77 lines (66 loc) · 4.99 KB

Development Guidelines for PolicyEngine UK

Git workflow

  • Always branch from main: git checkout main && git pull origin main && git checkout -b your-branch
  • Default branch is main (not master)

Build commands

  • Install: make install or pip install -e ".[dev]" --config-settings editable_mode=compat
  • Format code: make format or ruff format .
  • Run all tests: make test
  • Run single test: pytest policyengine_uk/tests/path/to/test_file.py::test_function -v
  • Generate documentation: make documentation
  • Update changelog: make changelog

Code Standards

  • Formatting: Use Ruff formatter with 88-character line length
  • Imports: Group imports by stdlib, third-party, local with each group alphabetized
  • Naming: Use snake_case for variables/functions, CamelCase for classes
  • Type Hints: Use Python type hints where possible
  • Error Handling: Handle exceptions gracefully with appropriate error messages
  • Testing: Write tests for all new functionality
  • Documentation: Document all public functions with docstrings
  • Versioning: Follow SemVer (increment patch for fixes, minor for features, major for breaking changes)
  • Pull Requests: Must include a changelog.d/ file describing the changes (GitHub Actions will automatically run make changelog to update the changelog)

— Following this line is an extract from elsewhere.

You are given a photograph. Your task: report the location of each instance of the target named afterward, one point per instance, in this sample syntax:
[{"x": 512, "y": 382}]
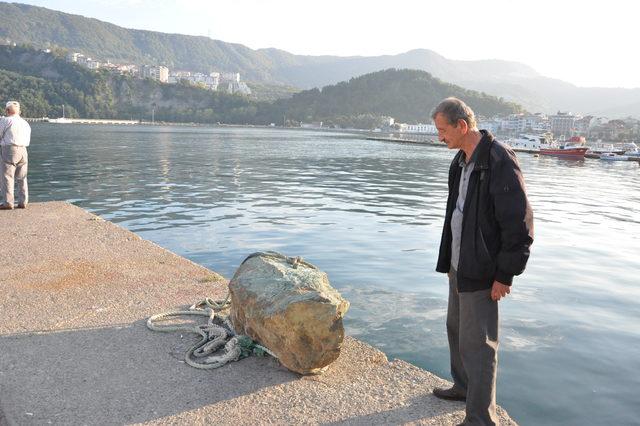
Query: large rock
[{"x": 288, "y": 306}]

Program registry (programs.yaml)

  • policyengine_uk/programs.yaml is the single source of truth for program coverage metadata
  • Served via the /uk/metadata API and consumed by the model coverage page
  • When adding a new program: add an entry with id, name, full_name, category, agency, status, coverage, variable, parameter_prefix
  • When extending year coverage: update verified_years after verifying parameters and tests cover the new year
  • When adding devolved programs: use the appropriate agency (e.g., Revenue Scotland, Social Security Scotland)
  • Status values: complete, partial, in_progress

Repository Structure

  • parameters/: YAML files that define tax rates, thresholds, and other policy parameters
    • Organized by government department (e.g., gov/hmrc/, gov/dwp/, gov/dfe/)
    • Parameter labels should be lowercase and concise
    • Each parameter file should include relevant legislative references
  • variables/: Python files that define the formulas for calculating tax and benefit amounts
    • Organized to match the same structure as parameters/
    • Comments should include relevant regulatory citations and calculation logic
  • tests/: Test cases for validating correct implementation of policies
  • For government departments, use the correct department for the policy (e.g., education policies under DfE, not DWP)

Lessons Learned from Variable Refactoring (2025-05-31)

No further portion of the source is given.